Finding the Correct Visual Evidence Without Forgetting: Mitigating Hallucination in LVLMs via Inter-Layer Visual Attention Discrepancy
Abstract
Large Vision-Language Models (LVLMs) have shown remarkable performance on a wide range of vision-language tasks. Despite this progress, they are still prone to hallucination, generating responses that are semantically coherent but inconsistent with visual content. In this work, we find that LVLMs tend to hallucinate when they pay insufficient attention to the correct visual evidence and gradually forget it during the generation process, leading to more hallucinations. We empirically find that although LVLMs overall attend insufficiently to visual evidence, they exhibit sensitivity to the correct visual evidence in specific layers, with notable inter-layer discrepancy. Motivated by this observation, we propose a novel hallucination mitigation method that enhances visual evidence based on Inter-Layer Visual Attention Discrepancy (ILVAD).

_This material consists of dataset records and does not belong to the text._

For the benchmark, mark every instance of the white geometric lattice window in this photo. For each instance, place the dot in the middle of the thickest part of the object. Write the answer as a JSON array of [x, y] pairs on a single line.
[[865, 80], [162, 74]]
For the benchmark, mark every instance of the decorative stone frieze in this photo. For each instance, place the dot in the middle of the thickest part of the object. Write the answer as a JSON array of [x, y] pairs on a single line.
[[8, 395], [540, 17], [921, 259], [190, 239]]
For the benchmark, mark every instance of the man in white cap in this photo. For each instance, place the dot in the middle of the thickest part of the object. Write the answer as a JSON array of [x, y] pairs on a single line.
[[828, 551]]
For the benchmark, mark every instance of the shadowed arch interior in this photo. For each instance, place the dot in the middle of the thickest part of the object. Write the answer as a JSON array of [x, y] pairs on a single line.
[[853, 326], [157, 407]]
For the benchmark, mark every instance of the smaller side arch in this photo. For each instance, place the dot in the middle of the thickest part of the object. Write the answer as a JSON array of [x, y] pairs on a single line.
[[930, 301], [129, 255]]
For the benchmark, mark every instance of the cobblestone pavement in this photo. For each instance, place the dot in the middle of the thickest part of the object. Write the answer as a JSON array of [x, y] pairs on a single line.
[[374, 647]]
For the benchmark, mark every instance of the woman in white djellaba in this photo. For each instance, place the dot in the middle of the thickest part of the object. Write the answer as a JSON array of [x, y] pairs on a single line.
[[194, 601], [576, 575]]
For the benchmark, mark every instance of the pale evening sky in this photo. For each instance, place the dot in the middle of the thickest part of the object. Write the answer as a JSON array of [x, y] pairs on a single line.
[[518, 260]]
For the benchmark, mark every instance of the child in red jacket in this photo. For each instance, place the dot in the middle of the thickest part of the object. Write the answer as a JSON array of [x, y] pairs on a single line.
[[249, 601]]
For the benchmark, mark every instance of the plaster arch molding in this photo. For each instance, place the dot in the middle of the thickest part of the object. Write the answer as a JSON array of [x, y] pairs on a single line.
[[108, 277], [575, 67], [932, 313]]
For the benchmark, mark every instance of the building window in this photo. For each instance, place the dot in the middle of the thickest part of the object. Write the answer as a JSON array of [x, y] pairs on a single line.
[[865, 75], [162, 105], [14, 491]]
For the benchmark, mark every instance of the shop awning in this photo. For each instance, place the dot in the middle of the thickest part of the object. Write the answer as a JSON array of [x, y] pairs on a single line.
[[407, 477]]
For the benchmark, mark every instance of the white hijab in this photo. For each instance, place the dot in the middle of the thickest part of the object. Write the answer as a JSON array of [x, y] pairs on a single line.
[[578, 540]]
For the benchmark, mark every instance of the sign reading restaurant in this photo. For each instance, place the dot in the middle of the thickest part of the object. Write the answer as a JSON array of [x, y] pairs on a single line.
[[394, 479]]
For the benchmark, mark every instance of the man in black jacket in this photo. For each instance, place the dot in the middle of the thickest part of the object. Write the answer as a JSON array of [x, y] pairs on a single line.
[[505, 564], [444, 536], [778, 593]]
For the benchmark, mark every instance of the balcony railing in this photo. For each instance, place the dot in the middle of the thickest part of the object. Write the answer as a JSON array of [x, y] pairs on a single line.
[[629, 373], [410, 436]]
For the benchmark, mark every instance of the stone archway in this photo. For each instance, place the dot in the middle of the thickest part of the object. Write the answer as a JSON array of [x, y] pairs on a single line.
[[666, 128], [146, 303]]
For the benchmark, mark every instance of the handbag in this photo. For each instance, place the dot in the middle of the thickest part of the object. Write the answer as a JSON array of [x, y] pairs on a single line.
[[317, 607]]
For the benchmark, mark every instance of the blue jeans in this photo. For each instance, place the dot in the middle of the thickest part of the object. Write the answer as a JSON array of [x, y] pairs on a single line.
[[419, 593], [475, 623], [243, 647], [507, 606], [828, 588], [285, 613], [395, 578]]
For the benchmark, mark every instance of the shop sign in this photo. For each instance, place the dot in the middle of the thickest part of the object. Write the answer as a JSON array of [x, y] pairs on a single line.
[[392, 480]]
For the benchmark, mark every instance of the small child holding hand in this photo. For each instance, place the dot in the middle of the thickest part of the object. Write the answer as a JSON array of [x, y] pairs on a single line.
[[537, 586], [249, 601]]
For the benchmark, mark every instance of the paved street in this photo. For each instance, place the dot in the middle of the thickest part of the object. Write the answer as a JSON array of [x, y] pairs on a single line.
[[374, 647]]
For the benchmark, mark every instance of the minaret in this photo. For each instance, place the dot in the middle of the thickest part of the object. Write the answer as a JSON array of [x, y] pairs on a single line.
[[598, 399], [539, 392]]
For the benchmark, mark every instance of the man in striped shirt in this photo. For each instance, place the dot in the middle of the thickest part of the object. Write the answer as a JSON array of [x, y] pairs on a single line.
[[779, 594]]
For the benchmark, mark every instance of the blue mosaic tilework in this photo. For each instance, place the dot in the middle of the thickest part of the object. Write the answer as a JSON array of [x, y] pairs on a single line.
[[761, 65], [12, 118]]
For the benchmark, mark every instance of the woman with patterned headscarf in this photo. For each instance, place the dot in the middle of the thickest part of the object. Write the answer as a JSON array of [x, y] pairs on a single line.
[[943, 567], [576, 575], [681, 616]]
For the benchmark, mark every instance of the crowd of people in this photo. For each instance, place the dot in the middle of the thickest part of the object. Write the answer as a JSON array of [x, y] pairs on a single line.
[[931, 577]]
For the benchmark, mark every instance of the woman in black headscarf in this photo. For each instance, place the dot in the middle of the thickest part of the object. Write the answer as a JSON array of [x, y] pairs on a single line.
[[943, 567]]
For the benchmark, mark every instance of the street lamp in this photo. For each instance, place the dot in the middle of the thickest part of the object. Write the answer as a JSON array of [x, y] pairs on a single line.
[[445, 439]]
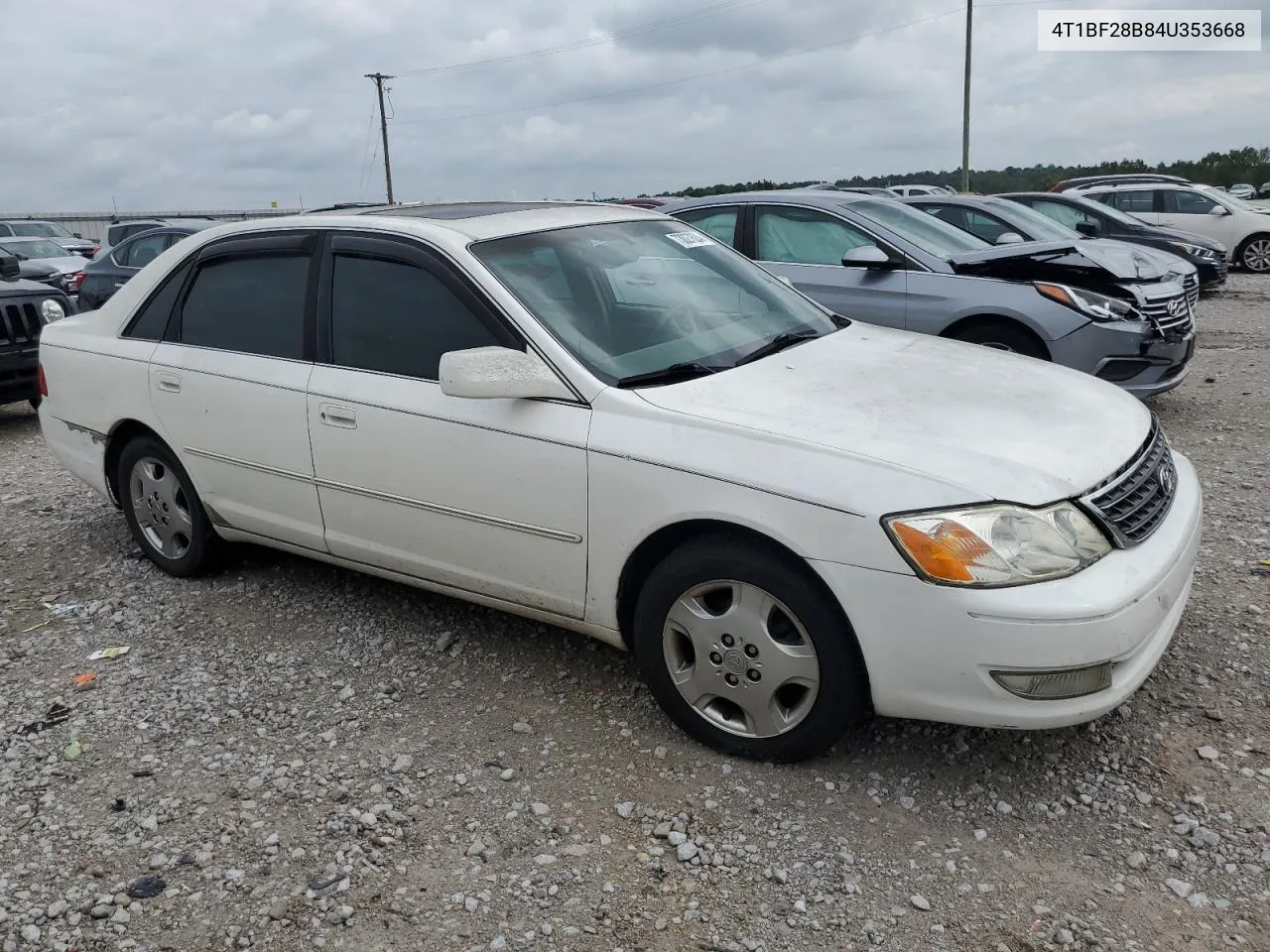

Specifically, we obtain the attention weights from early generated tokens to visual tokens across layers and identify the tokens that are repeatedly activated as visual evidence, forming a saliency map. We then enhance attention to visual evidence during generation through the saliency map to reduce visual forgetting. In addition, we leverage the saliency map to obtain attention scores of generated text to visual evidence, in order to select and emphasize text tokens that are strongly grounded in visual evidence. Our method is training-free and plug-and-play. Multiple benchmark evaluations conducted on five recently released models show that our method can consistently mitigate hallucinations in different LVLMs across various model architectures. The code and data used have been submitted to the technique appendix.